The Senecas claim that the casino compact with the state gives them exclusivity on gaming in this region, a claim Nolan denied, based on his reading of the 2001 state law that originally authorized casino negotiations with the Senecas.

Nolan, who also serves as an Elma town councilman, said the amendment, which would be on the ballot next November if the State Legislature passes it during the 2013 session, envisions limiting legalized gaming to seven sites. He wants Batavia Downs to be one of them.

If Western New York gets a casino at some other site, “certainly that would be detrimental” to Western Regional OTB, Nolan said.

He said the 15 counties and two cities that own it have a major stake in a healthy OTB, including Niagara, whose share of OTB revenue is $240,000 a year.

Since 1974, revenues to Niagara County have totaled $18 million, and the county’s original $55,000 investment in OTB has been repaid 337 times over, Nolan said.

He said OTB has pretty much given up on luring people to its old horse betting parlors, and is closing the ones on Main Street and Pine Avenue in Niagara Falls.

OTB will open a facility in Cruisers, a Falls sports bar, where horse players will bet via video terminals akin to the lottery’s Quick Draw game and also launch an Internet betting site shortly.

“As a legislator in Niagara County, I would lobby for a casino in Niagara County,” said Minority Leader Dennis F. Virtuoso, D-Niagara Falls. “It does us no good to have a casino at Batavia Downs or Hamburg. That’s in Erie County. It would be crazy for us.
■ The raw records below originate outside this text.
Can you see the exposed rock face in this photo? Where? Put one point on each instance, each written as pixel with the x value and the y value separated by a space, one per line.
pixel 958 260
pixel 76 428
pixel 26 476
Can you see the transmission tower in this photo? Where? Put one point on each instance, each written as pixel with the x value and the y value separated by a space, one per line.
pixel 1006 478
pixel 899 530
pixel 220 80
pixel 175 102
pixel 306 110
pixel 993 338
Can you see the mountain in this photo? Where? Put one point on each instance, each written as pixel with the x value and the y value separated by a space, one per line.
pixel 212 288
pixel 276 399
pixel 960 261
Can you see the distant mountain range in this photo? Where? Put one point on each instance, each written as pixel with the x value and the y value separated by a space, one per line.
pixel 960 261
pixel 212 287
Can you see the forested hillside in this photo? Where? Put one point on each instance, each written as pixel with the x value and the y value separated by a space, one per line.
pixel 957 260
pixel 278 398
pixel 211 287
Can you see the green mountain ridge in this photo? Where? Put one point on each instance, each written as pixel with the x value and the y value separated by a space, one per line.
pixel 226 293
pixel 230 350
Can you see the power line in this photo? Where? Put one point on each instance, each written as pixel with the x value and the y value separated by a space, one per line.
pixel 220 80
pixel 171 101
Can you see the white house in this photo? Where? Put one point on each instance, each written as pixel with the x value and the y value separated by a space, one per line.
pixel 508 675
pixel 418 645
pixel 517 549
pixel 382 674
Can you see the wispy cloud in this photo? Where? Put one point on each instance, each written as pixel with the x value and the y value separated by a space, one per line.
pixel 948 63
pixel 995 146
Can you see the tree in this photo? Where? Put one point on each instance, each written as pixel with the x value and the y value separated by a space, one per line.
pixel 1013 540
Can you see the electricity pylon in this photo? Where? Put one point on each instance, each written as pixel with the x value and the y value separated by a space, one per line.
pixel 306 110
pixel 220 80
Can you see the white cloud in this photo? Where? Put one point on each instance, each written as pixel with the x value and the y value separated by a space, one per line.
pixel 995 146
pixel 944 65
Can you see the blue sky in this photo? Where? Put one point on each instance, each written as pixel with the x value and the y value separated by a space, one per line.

We’d be stabbing ourselves in the back.”

Nolan said, “We’re not here asking for exclusivity.”

He said OTB is a better casino deal than the Senecas, who pay (when they are paying) 25 percent of their profits to the state. OTB pays 57 percent, Nolan said.

“We don’t have the big lobbying dollars of the Trumps and the Wynns, but we do have the 17 county governments,” he said.